Mother Bernardina continued in office until her death in 1800 when Archbishop Carroll named Sister Clare Joseph as prioress. In the first ten years of its existence, the community had acquired eleven members. In the years that followed, however, the community suffered many hardships. Harassed by lawsuits concerning their property filed by unfriendly neighbors and financially unable to keep up the monastery so that “the rain and snow beat in on all sides,” by 1830 it was finally decided by Archbishop Whitfield that the nuns should move to Baltimore where they might obtain support by the instruction of children.
In 1830, the monastery at Port Tobacco was transferred to the City of Baltimore, and with an indult of the Holy See, the sisters conducted a girls’ academy next to the cloister for the next twenty years. The prioress, Mother Angela of St. Teresa (Mary Ann Mudd), assigned four nuns to staff the small academy, which was in a building attached to the monastery. By 1851 there were teaching sisters in the archdiocese, and the Carmelites happily terminated their school to return to the Teresian tradition of seclusion.

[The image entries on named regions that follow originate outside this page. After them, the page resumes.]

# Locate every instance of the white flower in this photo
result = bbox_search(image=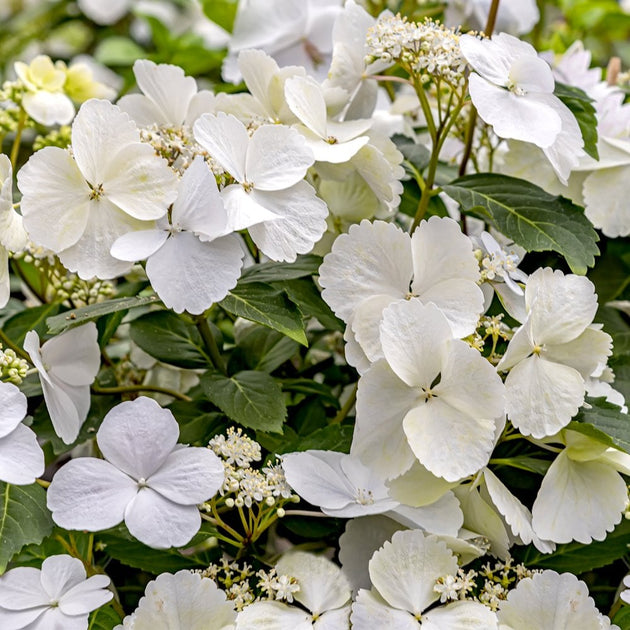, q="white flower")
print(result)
[18,99,177,280]
[0,555,114,630]
[352,300,504,481]
[48,397,224,549]
[0,382,44,485]
[319,217,483,370]
[118,59,214,126]
[532,429,630,544]
[114,571,236,630]
[194,114,328,262]
[282,451,399,518]
[497,571,616,630]
[460,33,584,183]
[236,551,351,630]
[497,268,611,438]
[111,157,244,315]
[351,530,498,630]
[24,322,101,444]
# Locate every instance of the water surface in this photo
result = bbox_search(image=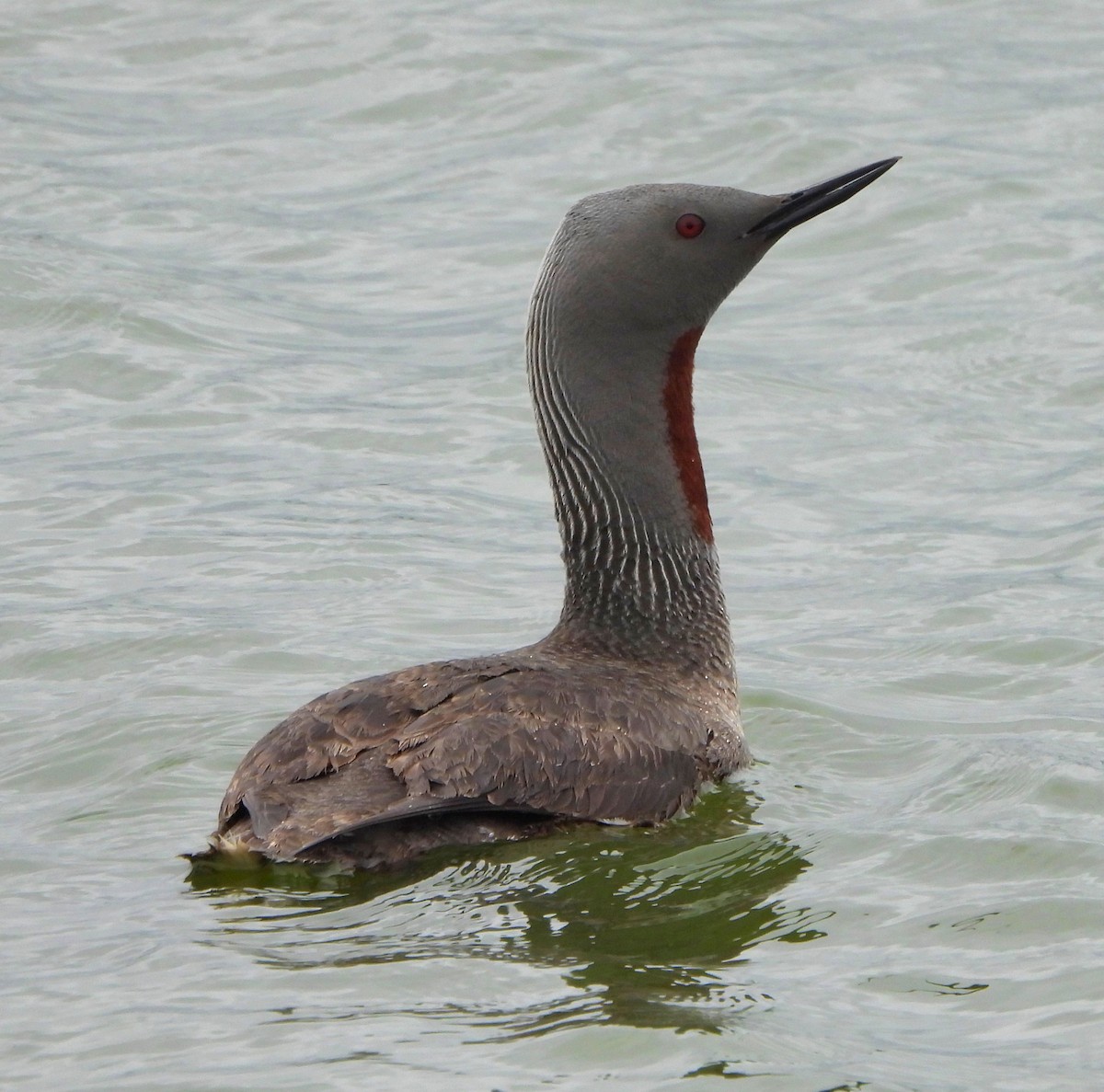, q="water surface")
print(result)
[0,0,1104,1092]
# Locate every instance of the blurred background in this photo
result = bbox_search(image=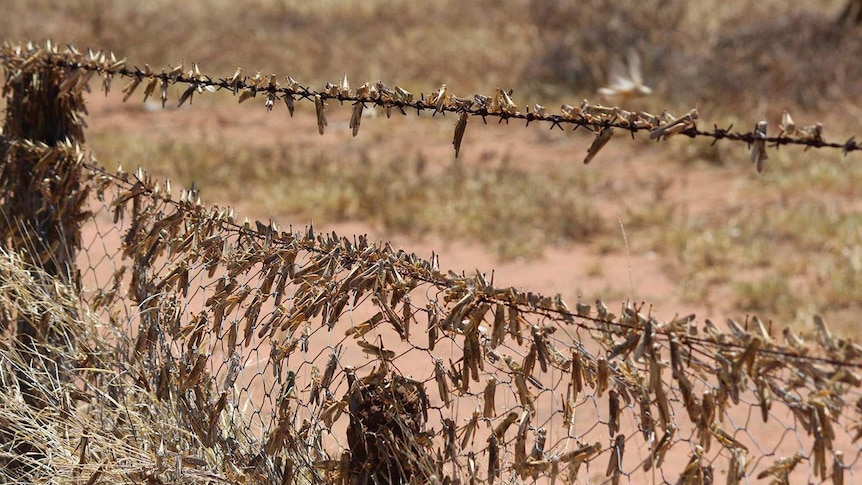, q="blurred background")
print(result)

The great majority of subsequent Carmels in America trace their lineage back to this Baltimore Carmel. Their first foundation was made in St. Louis in 1863, which in turn made a foundation in New Orleans in 1877. The fourth Carmel in America was sent from Baltimore to Boston in 1890, which in turn sent a foundation to Philadelphia in 1902. The sixth monastery was established in 1907 in Brooklyn from Baltimore. Then in 1908 the seventh Carmel in America, the first on the Pacific Coast, was sent from Baltimore to Seattle.